Messages are transmitted in a pub sub fashion, one publisher, many consumers. The producer timestamps each message using the system clock (DateTime.Now in C#) and consumers measure latency by subtracting the timestamp on the message from DateTime.Now.
double latency = (DateTime.Now - msg.NMSTimestamp).TotalMilliseconds;
All of the boxes on our LAN sync their time via NTP once an hour yet I'm seeing significant latency and even negative times in the range of +/- 1 second. I read that NTP should provide ~5ms accuracy in a LAN environment.
Is my measurement strategy fundamentally flawed? Is there another explanation for the negative latency?

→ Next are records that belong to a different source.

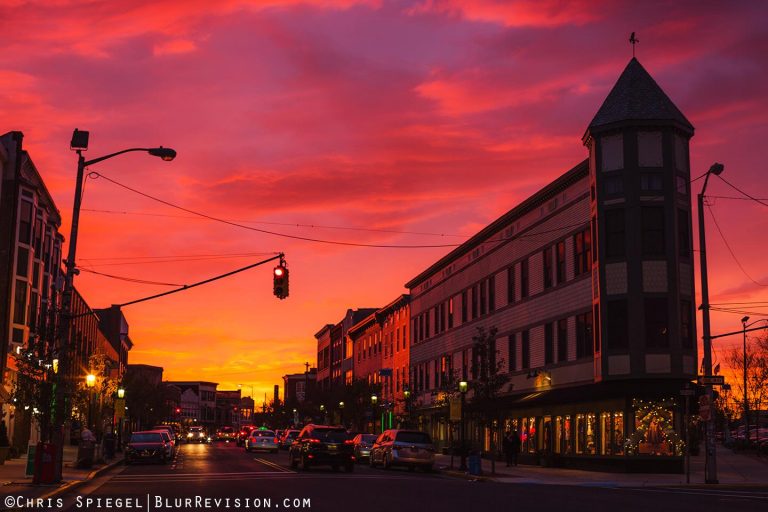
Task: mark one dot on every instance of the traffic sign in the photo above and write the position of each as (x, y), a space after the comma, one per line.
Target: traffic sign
(714, 380)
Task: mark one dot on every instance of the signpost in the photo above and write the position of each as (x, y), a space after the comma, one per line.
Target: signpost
(711, 380)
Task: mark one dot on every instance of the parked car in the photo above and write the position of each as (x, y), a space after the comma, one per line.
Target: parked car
(226, 434)
(410, 448)
(288, 437)
(362, 444)
(322, 445)
(262, 440)
(146, 446)
(197, 435)
(171, 432)
(243, 434)
(170, 443)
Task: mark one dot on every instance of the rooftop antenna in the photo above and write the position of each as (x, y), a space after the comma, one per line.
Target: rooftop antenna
(634, 41)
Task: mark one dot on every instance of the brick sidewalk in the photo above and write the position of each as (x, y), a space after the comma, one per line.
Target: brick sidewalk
(733, 469)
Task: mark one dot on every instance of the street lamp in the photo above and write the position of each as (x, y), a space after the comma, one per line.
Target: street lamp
(710, 457)
(374, 399)
(463, 392)
(90, 382)
(79, 143)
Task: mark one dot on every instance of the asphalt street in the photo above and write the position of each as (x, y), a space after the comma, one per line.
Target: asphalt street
(222, 476)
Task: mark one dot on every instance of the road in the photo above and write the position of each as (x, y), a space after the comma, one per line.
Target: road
(257, 481)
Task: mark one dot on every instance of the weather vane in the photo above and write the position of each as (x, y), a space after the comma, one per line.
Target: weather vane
(634, 41)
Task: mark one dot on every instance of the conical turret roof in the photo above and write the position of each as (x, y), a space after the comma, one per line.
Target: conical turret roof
(637, 97)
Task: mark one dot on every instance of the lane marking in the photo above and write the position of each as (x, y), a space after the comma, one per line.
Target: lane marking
(274, 465)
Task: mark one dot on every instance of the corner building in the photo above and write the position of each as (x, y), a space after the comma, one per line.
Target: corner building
(589, 285)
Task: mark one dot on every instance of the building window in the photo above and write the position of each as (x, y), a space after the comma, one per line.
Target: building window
(651, 182)
(25, 222)
(562, 340)
(524, 278)
(656, 323)
(653, 231)
(612, 153)
(582, 247)
(560, 250)
(526, 350)
(20, 303)
(492, 293)
(512, 353)
(483, 297)
(686, 324)
(584, 340)
(549, 343)
(22, 262)
(617, 324)
(614, 233)
(547, 256)
(684, 234)
(613, 185)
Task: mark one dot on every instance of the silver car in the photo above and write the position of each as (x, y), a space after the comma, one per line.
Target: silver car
(409, 448)
(262, 440)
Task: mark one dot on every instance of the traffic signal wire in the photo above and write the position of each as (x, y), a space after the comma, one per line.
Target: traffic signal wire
(96, 175)
(200, 283)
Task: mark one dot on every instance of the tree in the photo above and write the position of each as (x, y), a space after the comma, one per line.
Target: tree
(488, 380)
(756, 377)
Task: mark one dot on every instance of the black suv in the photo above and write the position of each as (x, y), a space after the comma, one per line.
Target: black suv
(322, 445)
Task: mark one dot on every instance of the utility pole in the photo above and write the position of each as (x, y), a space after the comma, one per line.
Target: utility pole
(710, 455)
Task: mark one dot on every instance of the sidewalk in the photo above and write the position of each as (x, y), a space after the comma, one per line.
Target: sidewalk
(732, 469)
(13, 480)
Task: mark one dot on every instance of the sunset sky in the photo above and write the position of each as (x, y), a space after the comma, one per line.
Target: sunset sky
(395, 123)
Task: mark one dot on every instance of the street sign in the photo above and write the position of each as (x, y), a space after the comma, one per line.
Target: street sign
(714, 380)
(705, 407)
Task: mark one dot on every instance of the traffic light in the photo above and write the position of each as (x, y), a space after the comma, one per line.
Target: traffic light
(280, 275)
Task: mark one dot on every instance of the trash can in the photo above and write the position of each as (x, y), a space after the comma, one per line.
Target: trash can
(473, 464)
(85, 454)
(46, 455)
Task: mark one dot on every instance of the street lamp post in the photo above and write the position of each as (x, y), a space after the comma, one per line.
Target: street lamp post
(463, 393)
(374, 399)
(79, 143)
(710, 457)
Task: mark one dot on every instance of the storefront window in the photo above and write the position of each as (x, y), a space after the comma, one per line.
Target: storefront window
(532, 434)
(605, 433)
(591, 439)
(524, 436)
(654, 429)
(618, 433)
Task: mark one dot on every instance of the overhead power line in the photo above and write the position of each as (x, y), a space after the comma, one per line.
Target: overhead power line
(728, 246)
(96, 175)
(200, 283)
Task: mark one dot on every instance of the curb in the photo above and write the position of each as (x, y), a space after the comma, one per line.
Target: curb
(74, 484)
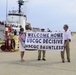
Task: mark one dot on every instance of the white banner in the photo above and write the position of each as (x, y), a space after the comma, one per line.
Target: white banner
(45, 40)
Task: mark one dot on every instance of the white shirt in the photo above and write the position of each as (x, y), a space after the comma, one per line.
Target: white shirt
(67, 35)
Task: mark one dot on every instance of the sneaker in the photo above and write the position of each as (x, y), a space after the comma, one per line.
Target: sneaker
(69, 61)
(44, 59)
(38, 59)
(63, 61)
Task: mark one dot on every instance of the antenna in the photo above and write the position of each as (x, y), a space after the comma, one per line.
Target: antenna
(20, 3)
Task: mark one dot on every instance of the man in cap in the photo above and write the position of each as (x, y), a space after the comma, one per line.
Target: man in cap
(41, 51)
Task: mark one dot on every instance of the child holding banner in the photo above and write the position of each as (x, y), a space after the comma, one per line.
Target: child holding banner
(22, 43)
(43, 51)
(67, 39)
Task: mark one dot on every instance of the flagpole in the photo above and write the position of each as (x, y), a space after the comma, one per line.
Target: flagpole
(6, 9)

If I was only seeing large latencies I'd suspect our message queue was slow but the negative ones really have me confused.
What are your negative values looking like in millis? If it's within 5ms, that's normal for NTP, as you know. There could even be up to 10 millis difference between computers if one computer was 5 millis ahead of true time and another was 5 behind. More than that, I would guess that there's some rounding error, lookahead/lookbehind error, or sync errors somewhere in your system. There are many hardware and implementation details you have little control over that can produce inaccuracies. GENERALLY, system clocks are accurate enough at the millisecond level when polled by DateTime.Now, but many hardware details like CPU throttling under load, pipelines, cache thrashing etc. can introduce enough error to be significant at the millisecond level.
If possible, set up your computers to synchronize with the NTP server at least a second apart form each other. If all computers try to sync on the hour every hour, the NTP server will be flooded, increasing inaccuracies in reporting the correct time due to crowding and packet scheduling. I think this is the most likely cause for what's going on. Also, make sure your network is as efficient as possible, by reducing cable runs (300ft is the theoretical maximum, and in an EMI-noisy environment runs as short as 40 feet can cause serious problems), replacing hubs with switches, and minimizing wireless network use.
I have a handful of incidents logged of negative network latency measured by the same clock.
Windows fails to implement clock skew, so you see these whenever a sync happens.
Windows does not guarantee 5ms accuracy, but only 18.2 ticks per second. My machine provides an epsilon of 15ms.